A record of everything I've read and thought for several years. Surely there's value to that.


A given book by John Asbhery that I might own might be a) in my office at the University b) my Kansas apartment c) my house in St. Louis, or d) the trunk of my car. "Your Name Here" and "Can You Hear, Bird" are the best of his later collections. I have not yet started to read "Chinese Whispers." Two new books by Kenneth Koch, "Sun Out" and "A Possible World" also await me, along with Jordan Davis's "Poem on a Train." Everywhere I go in house, office, apartment, I leave behind stacks of books.

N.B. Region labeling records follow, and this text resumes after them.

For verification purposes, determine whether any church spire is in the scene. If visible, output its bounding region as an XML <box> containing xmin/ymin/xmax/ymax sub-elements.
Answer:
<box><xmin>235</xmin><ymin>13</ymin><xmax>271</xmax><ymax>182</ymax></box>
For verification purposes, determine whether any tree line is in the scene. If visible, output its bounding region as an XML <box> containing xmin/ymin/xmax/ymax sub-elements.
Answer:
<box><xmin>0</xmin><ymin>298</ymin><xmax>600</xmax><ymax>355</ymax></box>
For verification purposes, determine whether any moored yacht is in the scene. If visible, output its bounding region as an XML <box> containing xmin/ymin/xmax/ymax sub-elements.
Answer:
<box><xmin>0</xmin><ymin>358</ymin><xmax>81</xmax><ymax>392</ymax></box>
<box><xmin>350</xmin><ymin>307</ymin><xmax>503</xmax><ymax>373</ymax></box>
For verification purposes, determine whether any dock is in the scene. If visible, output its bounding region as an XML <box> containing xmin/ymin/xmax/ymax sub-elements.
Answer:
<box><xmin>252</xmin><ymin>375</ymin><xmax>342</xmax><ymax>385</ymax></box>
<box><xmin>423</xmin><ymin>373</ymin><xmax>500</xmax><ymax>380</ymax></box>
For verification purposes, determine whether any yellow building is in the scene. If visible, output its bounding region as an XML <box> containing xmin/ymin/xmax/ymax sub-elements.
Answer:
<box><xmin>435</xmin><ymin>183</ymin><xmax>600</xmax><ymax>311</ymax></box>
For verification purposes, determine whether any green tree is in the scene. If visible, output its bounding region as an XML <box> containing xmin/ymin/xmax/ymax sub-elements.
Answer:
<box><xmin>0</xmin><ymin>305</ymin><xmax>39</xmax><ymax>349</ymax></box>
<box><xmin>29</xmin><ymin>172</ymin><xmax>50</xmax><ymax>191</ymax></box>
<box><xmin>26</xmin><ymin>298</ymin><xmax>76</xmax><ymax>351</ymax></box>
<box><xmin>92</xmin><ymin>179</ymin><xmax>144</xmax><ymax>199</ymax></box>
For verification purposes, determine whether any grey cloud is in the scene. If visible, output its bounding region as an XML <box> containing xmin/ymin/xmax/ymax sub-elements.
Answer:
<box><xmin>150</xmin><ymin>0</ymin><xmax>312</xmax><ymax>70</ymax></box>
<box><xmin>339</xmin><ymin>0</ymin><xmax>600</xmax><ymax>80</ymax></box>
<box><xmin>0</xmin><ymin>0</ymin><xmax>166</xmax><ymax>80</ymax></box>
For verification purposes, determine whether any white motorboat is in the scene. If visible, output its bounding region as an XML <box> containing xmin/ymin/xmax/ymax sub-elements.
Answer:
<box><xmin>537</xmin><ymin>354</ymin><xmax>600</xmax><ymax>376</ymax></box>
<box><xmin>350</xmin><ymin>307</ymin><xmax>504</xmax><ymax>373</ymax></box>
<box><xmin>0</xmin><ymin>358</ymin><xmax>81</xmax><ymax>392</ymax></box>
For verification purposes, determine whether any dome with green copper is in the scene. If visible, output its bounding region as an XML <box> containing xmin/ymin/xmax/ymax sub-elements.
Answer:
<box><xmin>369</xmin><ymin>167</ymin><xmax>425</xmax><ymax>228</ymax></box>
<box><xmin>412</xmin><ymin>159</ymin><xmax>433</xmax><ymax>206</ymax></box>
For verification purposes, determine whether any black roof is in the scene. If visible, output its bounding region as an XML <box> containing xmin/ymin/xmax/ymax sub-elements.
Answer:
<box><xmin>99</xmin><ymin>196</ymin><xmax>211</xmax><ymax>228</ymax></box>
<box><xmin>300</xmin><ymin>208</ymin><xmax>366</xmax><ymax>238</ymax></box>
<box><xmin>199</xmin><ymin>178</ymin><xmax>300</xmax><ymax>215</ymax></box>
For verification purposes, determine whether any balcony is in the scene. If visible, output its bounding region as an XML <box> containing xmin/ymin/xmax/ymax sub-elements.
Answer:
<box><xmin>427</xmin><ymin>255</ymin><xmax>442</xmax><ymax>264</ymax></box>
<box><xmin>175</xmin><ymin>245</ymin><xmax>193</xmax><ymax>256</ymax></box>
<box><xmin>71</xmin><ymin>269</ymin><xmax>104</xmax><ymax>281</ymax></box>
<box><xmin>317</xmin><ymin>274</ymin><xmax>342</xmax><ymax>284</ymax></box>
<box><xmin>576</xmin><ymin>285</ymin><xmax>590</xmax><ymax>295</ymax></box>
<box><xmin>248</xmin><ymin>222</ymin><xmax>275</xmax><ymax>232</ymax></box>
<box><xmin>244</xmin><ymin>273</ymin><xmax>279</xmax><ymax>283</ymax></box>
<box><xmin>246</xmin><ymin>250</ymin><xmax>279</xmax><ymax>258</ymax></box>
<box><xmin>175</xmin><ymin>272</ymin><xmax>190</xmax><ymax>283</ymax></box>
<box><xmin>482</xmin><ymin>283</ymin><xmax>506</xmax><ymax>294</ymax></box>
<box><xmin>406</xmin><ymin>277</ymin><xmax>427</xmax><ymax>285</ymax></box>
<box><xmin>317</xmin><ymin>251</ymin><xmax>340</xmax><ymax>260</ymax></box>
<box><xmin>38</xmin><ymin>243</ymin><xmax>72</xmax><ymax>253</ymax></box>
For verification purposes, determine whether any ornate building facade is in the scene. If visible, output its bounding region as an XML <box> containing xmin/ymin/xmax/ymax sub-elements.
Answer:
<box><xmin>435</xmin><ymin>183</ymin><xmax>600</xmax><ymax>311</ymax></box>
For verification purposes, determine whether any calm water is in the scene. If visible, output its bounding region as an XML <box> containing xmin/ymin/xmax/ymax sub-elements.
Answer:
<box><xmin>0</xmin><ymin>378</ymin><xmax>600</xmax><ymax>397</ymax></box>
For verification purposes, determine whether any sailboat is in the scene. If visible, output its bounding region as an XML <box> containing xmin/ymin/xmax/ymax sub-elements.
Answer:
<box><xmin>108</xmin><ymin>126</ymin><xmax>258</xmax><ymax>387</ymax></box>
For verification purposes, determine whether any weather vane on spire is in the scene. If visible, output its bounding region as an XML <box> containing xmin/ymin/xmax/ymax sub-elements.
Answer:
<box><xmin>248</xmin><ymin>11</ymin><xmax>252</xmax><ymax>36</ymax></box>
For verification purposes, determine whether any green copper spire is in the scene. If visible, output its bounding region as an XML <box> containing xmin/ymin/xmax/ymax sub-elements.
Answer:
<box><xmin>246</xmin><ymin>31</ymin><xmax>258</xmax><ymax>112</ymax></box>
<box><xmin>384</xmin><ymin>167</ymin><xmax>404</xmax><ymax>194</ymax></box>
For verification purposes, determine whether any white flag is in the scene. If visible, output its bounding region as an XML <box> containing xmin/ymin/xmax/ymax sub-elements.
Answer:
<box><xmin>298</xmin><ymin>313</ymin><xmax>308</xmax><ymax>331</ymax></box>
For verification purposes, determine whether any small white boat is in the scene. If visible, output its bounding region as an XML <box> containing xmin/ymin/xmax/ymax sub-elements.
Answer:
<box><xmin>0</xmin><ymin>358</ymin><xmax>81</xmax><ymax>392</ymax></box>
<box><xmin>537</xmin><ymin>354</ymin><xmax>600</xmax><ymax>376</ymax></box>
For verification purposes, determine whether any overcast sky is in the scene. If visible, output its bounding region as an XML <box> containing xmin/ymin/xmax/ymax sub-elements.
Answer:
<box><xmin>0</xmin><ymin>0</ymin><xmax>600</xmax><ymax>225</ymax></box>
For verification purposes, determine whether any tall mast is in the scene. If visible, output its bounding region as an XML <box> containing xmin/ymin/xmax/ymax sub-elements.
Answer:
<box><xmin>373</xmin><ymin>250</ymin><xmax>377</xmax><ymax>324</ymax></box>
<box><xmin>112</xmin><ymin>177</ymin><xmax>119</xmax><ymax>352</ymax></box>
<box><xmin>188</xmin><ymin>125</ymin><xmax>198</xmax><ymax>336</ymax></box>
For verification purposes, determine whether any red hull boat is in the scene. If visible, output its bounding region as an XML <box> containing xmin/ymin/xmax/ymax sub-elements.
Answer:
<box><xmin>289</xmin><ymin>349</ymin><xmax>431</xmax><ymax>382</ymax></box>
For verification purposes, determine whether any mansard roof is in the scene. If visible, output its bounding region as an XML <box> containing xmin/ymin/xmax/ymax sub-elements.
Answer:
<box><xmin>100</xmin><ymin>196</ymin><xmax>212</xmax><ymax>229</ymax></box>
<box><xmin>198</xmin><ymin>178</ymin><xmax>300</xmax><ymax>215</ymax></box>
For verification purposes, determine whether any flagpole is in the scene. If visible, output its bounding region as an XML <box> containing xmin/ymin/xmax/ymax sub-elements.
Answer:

Supply of poetry outstrips demand, as has been noted by many others before me. Yet a single reader justifies the existence of a poet. Imagine a physical therapist with a single patient: surely that physical therapist should feel his or her life-work was wholly justified. Why should a poet with 600 serious readers, or even 50, feel less valuable? The argument that poetry is socially irrelevant, due to small size of audience, has always seemed fallacious to me. School children learn to write poetry based on the pedagogy of Kenneth Koch or Ron Padgett, who are in turn inspired by Raymond Roussel, a wealthy eccentric who had to pay for the publication of his own books. The idea that only poets read poetry can be turned around as follows: reading poetry should make one into a poet. Are there any good critics of poetry who are not poets themselves? Only a few names, like that of Marjorie Perloff, come to mind.